El crepúsculo y el amanecer daban a Celinda enorme inspiración, despertaba a las cinco de la mañana para lograr presenciar el amanecer y escribir sin que su madre rompiese con ese único momento de paz; salió con el cabello envuelto en una toalla y se dejó caer en los escalones que llevaban a la azotea de la vecindad, cuando comenzaba a escribir el sonido del zaguán metálico irrumpió en su inspiración, al levantar la vista observó a lo lejos a un muchacho, era limpio y vestía lo suficientemente formal como para tener un oficio de cartero, Celinda se estremeció un poco por el frío mañanero y lo siguió con los ojos, observando cada movimiento que hacía para dejar debajo de las puertas la correspondencia, era ágil con su trabajo, tanto que no tardo ni dos minutos con su enmienda, cuando atravesó la puerta para irse, dio la vuelta y la miró, Celinda apenada desvió su mirada para no ser percibida y quedó sumergida en sus pensamientos. Cuando miró al cielo, los rayos del sol penetraban en sus pupilas, aquel espectáculo de cada mañana había terminado y simultáneamente con él, su inspiración. 

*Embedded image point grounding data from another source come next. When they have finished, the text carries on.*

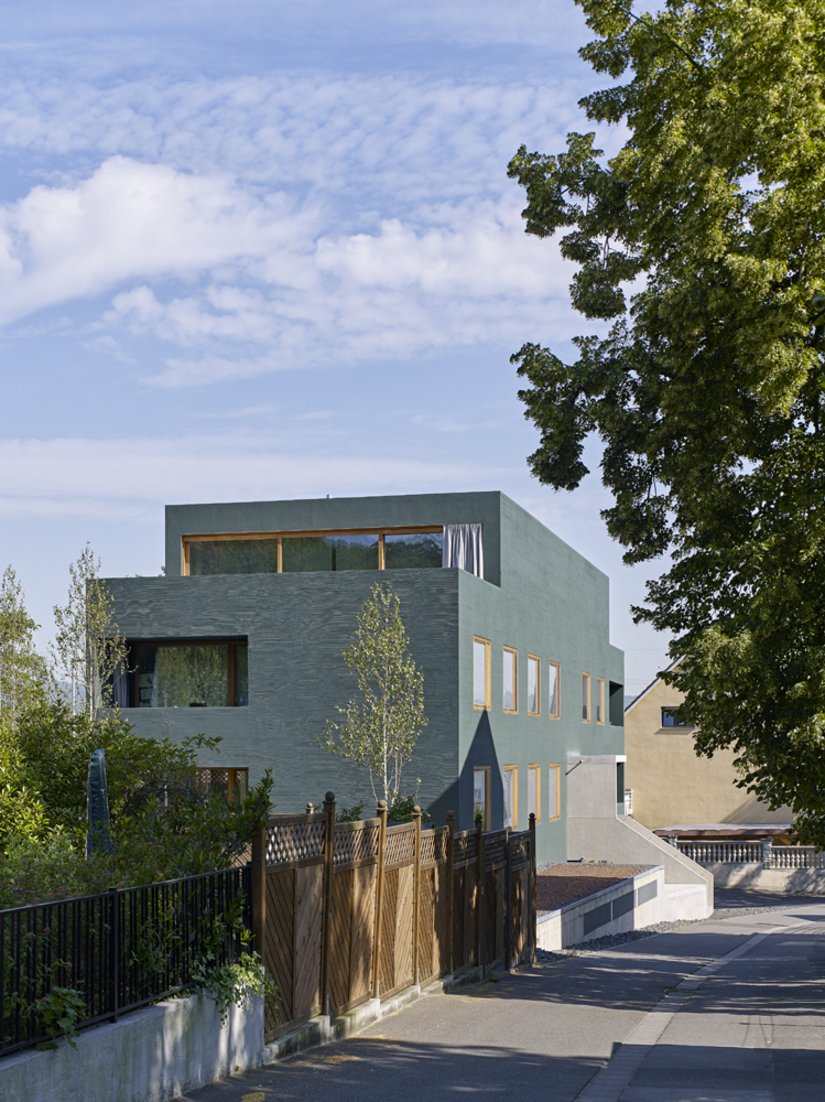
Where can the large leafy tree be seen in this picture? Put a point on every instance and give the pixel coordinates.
(378, 727)
(702, 242)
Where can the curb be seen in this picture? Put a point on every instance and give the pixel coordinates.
(324, 1029)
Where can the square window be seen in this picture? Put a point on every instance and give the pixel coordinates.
(554, 690)
(510, 784)
(534, 788)
(481, 795)
(534, 684)
(480, 672)
(672, 717)
(510, 680)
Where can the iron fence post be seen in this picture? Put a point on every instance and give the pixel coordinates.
(326, 918)
(114, 952)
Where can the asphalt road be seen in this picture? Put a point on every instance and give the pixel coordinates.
(731, 1009)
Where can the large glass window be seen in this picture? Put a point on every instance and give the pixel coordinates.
(554, 690)
(554, 791)
(358, 551)
(600, 700)
(188, 674)
(510, 784)
(480, 672)
(534, 682)
(231, 557)
(412, 550)
(275, 552)
(510, 680)
(585, 698)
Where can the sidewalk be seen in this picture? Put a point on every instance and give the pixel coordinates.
(730, 1009)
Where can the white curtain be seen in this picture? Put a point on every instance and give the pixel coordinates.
(464, 548)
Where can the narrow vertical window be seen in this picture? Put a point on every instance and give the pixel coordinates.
(510, 782)
(554, 791)
(554, 690)
(510, 680)
(481, 673)
(600, 701)
(481, 795)
(585, 698)
(534, 685)
(534, 791)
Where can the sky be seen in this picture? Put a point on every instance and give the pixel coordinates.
(254, 250)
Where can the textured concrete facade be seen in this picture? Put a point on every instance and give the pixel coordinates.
(538, 596)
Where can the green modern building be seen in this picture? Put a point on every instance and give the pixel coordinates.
(242, 638)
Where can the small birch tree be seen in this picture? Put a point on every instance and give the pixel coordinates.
(21, 667)
(88, 648)
(379, 726)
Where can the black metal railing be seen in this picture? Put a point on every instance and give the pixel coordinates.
(116, 951)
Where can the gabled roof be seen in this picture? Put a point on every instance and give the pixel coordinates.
(652, 684)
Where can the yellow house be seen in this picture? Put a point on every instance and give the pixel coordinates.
(675, 791)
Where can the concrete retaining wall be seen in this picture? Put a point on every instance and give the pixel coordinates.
(789, 881)
(149, 1056)
(630, 905)
(595, 832)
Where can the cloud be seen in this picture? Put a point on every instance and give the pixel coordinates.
(129, 218)
(76, 476)
(404, 137)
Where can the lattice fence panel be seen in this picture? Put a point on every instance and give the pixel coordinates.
(433, 846)
(520, 850)
(495, 850)
(465, 849)
(355, 844)
(290, 843)
(400, 845)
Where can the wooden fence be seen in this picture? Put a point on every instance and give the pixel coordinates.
(348, 911)
(762, 852)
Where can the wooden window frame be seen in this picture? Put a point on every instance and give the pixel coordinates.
(234, 644)
(536, 769)
(488, 660)
(514, 655)
(535, 661)
(554, 780)
(486, 818)
(586, 698)
(557, 713)
(512, 770)
(281, 536)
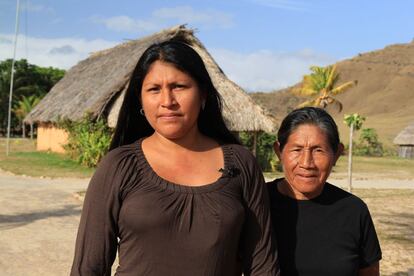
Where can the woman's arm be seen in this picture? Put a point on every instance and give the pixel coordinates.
(259, 253)
(372, 270)
(96, 242)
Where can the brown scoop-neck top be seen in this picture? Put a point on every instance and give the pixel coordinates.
(161, 228)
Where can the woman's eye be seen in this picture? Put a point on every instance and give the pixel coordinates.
(179, 86)
(153, 89)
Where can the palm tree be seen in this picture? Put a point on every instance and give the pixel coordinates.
(23, 107)
(353, 121)
(320, 85)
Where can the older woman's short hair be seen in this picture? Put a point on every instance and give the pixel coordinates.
(309, 116)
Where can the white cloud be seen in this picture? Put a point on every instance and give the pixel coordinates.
(283, 4)
(166, 17)
(266, 70)
(186, 14)
(57, 52)
(256, 71)
(126, 24)
(31, 7)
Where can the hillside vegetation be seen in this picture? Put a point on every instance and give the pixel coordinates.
(384, 94)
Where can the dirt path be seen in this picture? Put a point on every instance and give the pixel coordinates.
(39, 220)
(38, 224)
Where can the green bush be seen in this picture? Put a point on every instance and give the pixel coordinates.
(264, 152)
(88, 139)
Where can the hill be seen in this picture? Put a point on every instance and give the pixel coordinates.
(384, 94)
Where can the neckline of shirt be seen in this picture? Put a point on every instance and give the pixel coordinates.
(182, 188)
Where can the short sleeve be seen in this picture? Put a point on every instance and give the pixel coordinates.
(369, 250)
(96, 242)
(259, 253)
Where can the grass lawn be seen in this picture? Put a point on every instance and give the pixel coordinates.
(24, 159)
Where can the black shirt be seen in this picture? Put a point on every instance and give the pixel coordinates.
(332, 234)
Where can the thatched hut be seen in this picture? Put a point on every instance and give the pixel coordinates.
(97, 85)
(405, 141)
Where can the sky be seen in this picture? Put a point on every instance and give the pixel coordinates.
(262, 45)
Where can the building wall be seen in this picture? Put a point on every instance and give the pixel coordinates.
(51, 138)
(406, 151)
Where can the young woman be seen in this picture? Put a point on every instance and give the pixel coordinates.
(177, 194)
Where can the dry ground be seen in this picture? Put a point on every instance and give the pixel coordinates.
(39, 219)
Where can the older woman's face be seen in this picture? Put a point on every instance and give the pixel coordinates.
(307, 160)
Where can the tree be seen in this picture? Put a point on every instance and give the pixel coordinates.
(22, 108)
(320, 84)
(369, 144)
(353, 121)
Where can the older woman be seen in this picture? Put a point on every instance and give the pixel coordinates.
(177, 194)
(321, 229)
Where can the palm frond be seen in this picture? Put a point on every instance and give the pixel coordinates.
(343, 87)
(331, 100)
(308, 103)
(332, 77)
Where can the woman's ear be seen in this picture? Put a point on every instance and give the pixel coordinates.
(339, 152)
(276, 147)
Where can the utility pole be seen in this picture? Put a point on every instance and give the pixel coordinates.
(12, 78)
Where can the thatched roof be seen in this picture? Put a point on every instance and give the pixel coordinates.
(406, 136)
(97, 84)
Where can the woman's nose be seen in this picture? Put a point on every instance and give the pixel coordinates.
(167, 98)
(306, 159)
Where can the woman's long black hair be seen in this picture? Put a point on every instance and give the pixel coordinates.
(131, 125)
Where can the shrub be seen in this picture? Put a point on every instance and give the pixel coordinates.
(369, 144)
(264, 152)
(88, 139)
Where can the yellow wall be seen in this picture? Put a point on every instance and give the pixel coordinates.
(51, 138)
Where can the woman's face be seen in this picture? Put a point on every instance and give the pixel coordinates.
(171, 100)
(307, 160)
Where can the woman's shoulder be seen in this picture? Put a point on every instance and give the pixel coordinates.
(241, 151)
(334, 193)
(126, 153)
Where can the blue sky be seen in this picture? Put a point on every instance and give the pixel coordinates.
(260, 44)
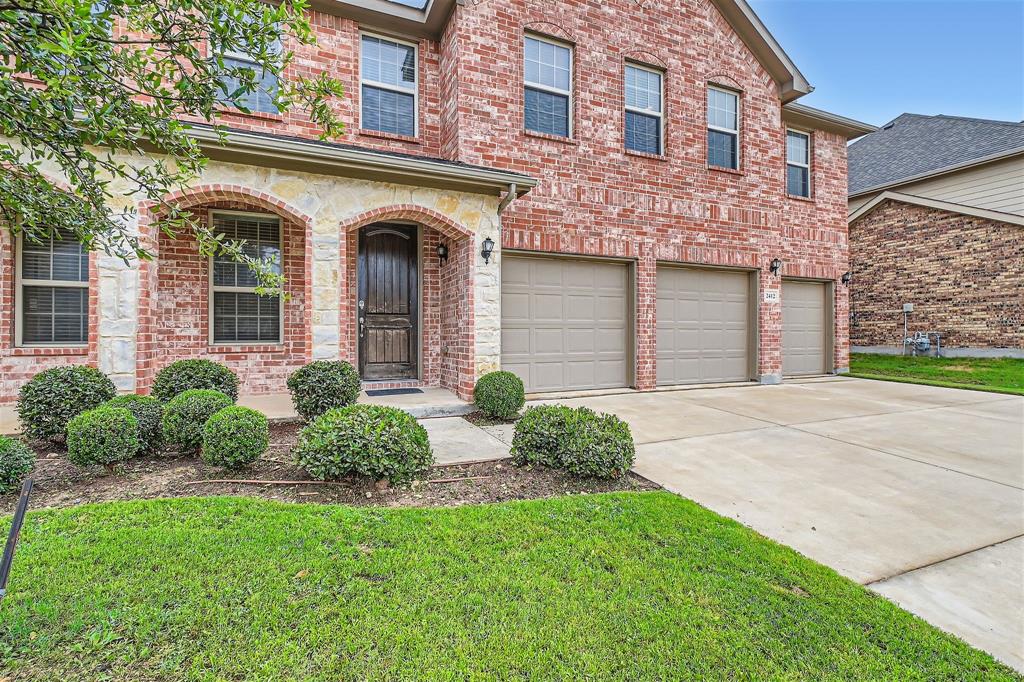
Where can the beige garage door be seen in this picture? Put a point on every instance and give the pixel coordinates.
(702, 326)
(564, 323)
(804, 346)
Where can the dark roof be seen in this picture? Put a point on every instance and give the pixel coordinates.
(913, 145)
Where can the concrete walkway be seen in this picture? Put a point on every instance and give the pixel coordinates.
(915, 492)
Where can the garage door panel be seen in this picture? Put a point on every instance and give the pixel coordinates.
(576, 320)
(702, 326)
(804, 328)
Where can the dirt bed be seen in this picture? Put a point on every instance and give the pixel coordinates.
(59, 483)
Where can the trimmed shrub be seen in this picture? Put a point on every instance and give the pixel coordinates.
(367, 439)
(581, 441)
(148, 412)
(500, 394)
(323, 385)
(103, 435)
(185, 416)
(182, 376)
(52, 397)
(16, 461)
(235, 436)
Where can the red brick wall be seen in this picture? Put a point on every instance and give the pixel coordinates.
(180, 309)
(964, 274)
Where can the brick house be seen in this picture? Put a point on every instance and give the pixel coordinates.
(591, 195)
(937, 221)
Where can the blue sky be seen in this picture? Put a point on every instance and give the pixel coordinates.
(872, 59)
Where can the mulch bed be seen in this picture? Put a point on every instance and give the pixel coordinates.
(59, 483)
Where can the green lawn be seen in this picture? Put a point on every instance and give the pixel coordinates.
(627, 586)
(1001, 375)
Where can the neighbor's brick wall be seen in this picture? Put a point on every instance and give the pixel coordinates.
(964, 274)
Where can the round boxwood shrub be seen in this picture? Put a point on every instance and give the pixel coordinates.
(323, 385)
(16, 461)
(181, 376)
(185, 416)
(500, 394)
(235, 436)
(103, 435)
(52, 397)
(367, 439)
(148, 412)
(580, 440)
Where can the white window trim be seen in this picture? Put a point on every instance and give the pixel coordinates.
(19, 282)
(548, 88)
(739, 112)
(647, 112)
(810, 183)
(414, 90)
(245, 290)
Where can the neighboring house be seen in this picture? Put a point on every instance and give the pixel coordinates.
(590, 195)
(937, 221)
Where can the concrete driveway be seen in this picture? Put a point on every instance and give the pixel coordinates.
(915, 492)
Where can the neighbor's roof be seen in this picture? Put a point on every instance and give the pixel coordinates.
(914, 146)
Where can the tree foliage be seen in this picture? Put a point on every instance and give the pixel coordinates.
(103, 92)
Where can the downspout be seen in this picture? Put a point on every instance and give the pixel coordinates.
(507, 199)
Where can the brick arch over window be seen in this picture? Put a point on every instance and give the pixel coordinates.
(411, 212)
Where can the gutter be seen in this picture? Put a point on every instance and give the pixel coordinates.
(311, 156)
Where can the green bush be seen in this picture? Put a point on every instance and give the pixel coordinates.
(235, 436)
(500, 394)
(52, 397)
(16, 461)
(185, 416)
(103, 435)
(580, 440)
(150, 414)
(182, 376)
(323, 385)
(367, 439)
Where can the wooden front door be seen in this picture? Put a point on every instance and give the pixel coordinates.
(388, 302)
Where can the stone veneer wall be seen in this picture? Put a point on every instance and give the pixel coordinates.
(964, 274)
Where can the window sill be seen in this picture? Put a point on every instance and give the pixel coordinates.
(550, 137)
(646, 155)
(36, 351)
(728, 171)
(380, 134)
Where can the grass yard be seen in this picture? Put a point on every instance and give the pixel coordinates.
(1000, 375)
(626, 585)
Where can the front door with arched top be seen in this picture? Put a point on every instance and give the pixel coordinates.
(388, 302)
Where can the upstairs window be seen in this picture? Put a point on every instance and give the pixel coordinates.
(798, 163)
(239, 313)
(53, 292)
(643, 110)
(548, 78)
(388, 86)
(266, 84)
(723, 128)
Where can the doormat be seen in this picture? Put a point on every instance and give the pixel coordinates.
(393, 391)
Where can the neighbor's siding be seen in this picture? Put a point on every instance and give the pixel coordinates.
(964, 274)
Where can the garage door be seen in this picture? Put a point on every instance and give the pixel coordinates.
(804, 305)
(702, 326)
(564, 323)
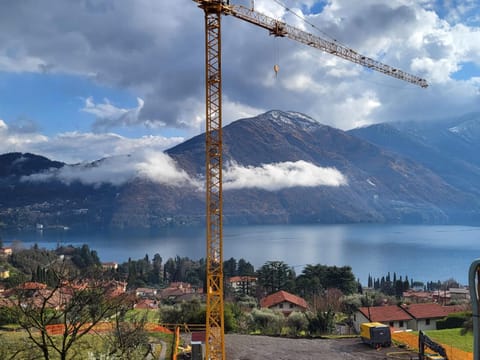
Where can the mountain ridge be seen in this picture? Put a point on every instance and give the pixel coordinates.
(389, 169)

Cuando recordaba al muchacho sentía ya haberlo visto, o tal vez no, pero sentía una conexión, como si fueran hermanos de sangre o si hubiesen jugado de niños, la realidad era que nada de eso podría ser cierto, Celinda vivió su infancia en una soledad que se le hacía eterna, hasta llegar sus hermanas, tuvo una breve oportunidad de conocer la compañía, que fue siendo menos agradable desde que nació Gardenia.